Exageró con su amor por La Habana. A pesar de que nació y creció en Gibara y de que vivió menos de 15 años en La Habana, eternizó la magia de unas noches habaneras que ya sólo existen en sus novelas y por las que uno, aun sin haberlas vivido, en medio de tanta mugre, derrumbes y degradación, no puede evitar sentir una nostalgia desoladora.
Exageró al apropiarse, para su escritura perfecta, del idioma castellano y de “los diferentes dialectos del español que se habla en Cuba”, y como si fuera poco, combinarlo en sus retruécanos únicos, con el inglés de Faulkner y Sallinger.
Exageró su pasión por la música y el cine. Escribió las mejores crónicas que sobre ambos temas haya escrito algún cubano, a la par que casi nos convencía de que Bogart era su alter ego, Rita Hayworth su amante y de que la vida era como una película de John Houston, o a ratos, de Hitchcock, con fondo de bolero o de la trompeta con sordina de Miles Davis.

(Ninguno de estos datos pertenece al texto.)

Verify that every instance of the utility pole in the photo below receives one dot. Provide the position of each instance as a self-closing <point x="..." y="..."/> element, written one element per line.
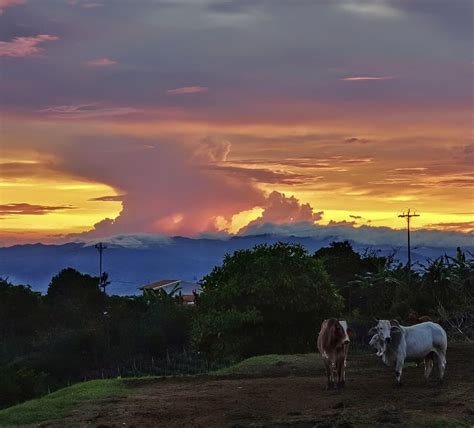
<point x="102" y="282"/>
<point x="408" y="214"/>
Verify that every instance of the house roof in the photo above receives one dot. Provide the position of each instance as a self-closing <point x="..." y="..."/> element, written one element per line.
<point x="168" y="285"/>
<point x="158" y="284"/>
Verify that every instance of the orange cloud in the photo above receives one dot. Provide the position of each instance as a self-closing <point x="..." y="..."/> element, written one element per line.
<point x="30" y="209"/>
<point x="24" y="46"/>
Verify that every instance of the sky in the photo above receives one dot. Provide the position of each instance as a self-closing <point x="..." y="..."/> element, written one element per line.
<point x="192" y="117"/>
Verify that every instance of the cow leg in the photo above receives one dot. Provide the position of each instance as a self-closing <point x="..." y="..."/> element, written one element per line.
<point x="441" y="364"/>
<point x="341" y="373"/>
<point x="428" y="365"/>
<point x="328" y="366"/>
<point x="398" y="371"/>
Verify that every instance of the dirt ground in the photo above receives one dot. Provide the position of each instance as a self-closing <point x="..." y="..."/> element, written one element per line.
<point x="293" y="394"/>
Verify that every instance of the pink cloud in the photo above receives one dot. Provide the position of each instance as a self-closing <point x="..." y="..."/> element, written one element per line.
<point x="86" y="111"/>
<point x="24" y="46"/>
<point x="91" y="5"/>
<point x="101" y="62"/>
<point x="367" y="78"/>
<point x="8" y="3"/>
<point x="187" y="90"/>
<point x="280" y="209"/>
<point x="164" y="185"/>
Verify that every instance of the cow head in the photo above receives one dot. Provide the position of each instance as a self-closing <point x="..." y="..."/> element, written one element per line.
<point x="387" y="331"/>
<point x="338" y="332"/>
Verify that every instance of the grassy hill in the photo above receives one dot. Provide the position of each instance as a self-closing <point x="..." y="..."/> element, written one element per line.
<point x="269" y="390"/>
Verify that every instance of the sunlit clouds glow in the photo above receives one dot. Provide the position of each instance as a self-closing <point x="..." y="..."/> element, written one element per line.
<point x="193" y="117"/>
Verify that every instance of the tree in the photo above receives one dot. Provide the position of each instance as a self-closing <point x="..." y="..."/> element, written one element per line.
<point x="74" y="298"/>
<point x="268" y="299"/>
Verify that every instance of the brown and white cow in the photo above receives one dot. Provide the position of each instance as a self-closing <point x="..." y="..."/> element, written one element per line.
<point x="333" y="344"/>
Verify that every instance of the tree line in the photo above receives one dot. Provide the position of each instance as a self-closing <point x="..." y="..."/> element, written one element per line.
<point x="269" y="299"/>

Exageró con Lunes de Revolución. A pesar del ahínco que demostró en la defensa del nuevo régimen, lo culparon de querer cogerse la cultura revolucionaria para él solo. Se quedaron cortos los comisarios con la acusación. Desmesurado como era GCI, quiso que la revista abarcara toda la cultura, no sólo la revolucionaria, si es que eso existe. Ignoraba que el arte era culpable, que en el comunismo, el ser humano y absolutamente todo lo que hace, siempre son culpables. Erró al pensar que en Cuba, con choteo y pachanga, todo sería más suave.

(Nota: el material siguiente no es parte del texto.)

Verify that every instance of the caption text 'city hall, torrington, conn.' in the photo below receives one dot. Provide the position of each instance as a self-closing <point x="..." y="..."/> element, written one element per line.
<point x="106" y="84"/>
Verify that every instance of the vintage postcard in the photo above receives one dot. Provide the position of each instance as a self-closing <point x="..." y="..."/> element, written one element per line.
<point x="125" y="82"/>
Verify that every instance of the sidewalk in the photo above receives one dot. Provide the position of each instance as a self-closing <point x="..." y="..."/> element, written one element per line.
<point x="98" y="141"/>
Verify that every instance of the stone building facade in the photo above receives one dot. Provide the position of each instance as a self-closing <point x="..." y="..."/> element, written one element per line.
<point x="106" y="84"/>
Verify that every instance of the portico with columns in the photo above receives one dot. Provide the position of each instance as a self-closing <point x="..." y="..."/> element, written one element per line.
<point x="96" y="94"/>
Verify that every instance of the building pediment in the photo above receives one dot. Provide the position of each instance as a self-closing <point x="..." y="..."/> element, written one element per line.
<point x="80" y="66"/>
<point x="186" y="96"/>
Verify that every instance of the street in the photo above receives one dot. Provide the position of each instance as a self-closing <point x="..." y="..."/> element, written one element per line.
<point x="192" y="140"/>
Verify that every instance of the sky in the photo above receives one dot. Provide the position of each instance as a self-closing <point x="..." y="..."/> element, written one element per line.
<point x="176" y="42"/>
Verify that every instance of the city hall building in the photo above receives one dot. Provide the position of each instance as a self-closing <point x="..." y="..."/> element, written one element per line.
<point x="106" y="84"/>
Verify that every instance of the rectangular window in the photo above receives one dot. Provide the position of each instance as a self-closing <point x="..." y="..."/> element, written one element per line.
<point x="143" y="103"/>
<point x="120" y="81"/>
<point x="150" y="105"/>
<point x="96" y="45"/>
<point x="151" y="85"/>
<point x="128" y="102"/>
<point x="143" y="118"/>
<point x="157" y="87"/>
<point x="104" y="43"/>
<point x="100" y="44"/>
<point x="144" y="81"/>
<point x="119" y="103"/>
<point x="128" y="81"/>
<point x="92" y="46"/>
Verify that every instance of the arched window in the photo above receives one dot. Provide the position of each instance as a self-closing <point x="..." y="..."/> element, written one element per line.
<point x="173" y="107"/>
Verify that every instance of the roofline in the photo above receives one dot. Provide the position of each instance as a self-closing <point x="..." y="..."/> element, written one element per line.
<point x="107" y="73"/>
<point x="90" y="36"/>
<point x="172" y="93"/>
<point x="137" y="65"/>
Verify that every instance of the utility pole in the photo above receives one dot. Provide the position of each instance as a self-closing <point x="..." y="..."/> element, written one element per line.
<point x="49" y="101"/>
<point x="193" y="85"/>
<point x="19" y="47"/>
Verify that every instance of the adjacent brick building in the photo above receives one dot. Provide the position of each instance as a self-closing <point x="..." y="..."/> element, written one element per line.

Cuando no fue así, eterno jodedor, se mofó de los inquisidores. En “Delito por bailar el chachachá”, narra cierto memorable (des)encuentro en la cafetería El Carmelo con Alfredo Guevara, el por entonces zar del ICAIC, que presumía de su amistad personal con el Máximo Líder y quien le advirtió que Lunes de Revolución no podía “de ninguna manera ser la cultura revolucionaria”. Cabrera Infante relató como sus ironías hicieron que Guevara pasara de las sonrisitas a la furia, y cogiera tal perreta que poco faltó para que tirara al piso la chaqueta de seda cruda gris-carbón, comprada en Roma, que llevaba tirada sobre los hombros.
Implacable, del castrismo dijo todo y más. Tanto que ni la muerte le mereció la absolución de comisarios y mandarines. Pero él gozaba con el odio de sus enemigos. Presumía de la rabia que le mostraban: halagaba su vanidad de incorregible proscrito.
Gustaba comentar cuanto se leían sus libros en Cuba, a pesar de las prohibiciones. Solía decir que sus compatriotas ofrecían por sus libros de 5 a 10 latas de leche condensada, lo cual no era una exageración si se tiene en cuenta que el precio de una lata no baja en las TRD de 1,20 cuc y los vendedores habaneros de libros de uso, por mucho que se regatee, no sueltan “Tres Tristes Tigres” o “Así en la paz como en la guerra” (Ediciones R, 1960) si no les aflojas -en cuc o cup- el equivalente de entre 10 y 20 dólares.
El escritor, también desmesurado en la revancha póstuma, dejó claro que sus libros no podrían publicarse en Cuba hasta que terminara el castrismo. Y Miriam Gómez, su viuda, ha sido celosa de que se cumpla su voluntad.
Sólo un cuento, “En el gran ebbó”, ha sido publicado en Cuba, en 2009, en la antología “La ínsula fabulante”, donde también aparecen otros siete escritores que murieron en el exilio, negados a abjurar de sus ideas políticas.
La publicación en Cuba de los libros de Cabrera Infante parece improbable a corto plazo, porque Miriam Gómez no está dispuesta a ceder terreno a los comisarios tartufos de la UNEAC.
Los comisarios son mañosos para robar tumbas. Lo hicieron con Lezama y Piñera. Pero no pueden con Cabrera Infante.
El principal requisito para la rehabilitación de un escritor proscrito es que esté muerto, para manipularlo a su antojo sin que pueda defenderse. Sólo que hay autores que resultan incómodos hasta después de muertos. Como Cabrera Infante, siempre tan exagerado al defenderse de sus enemigos.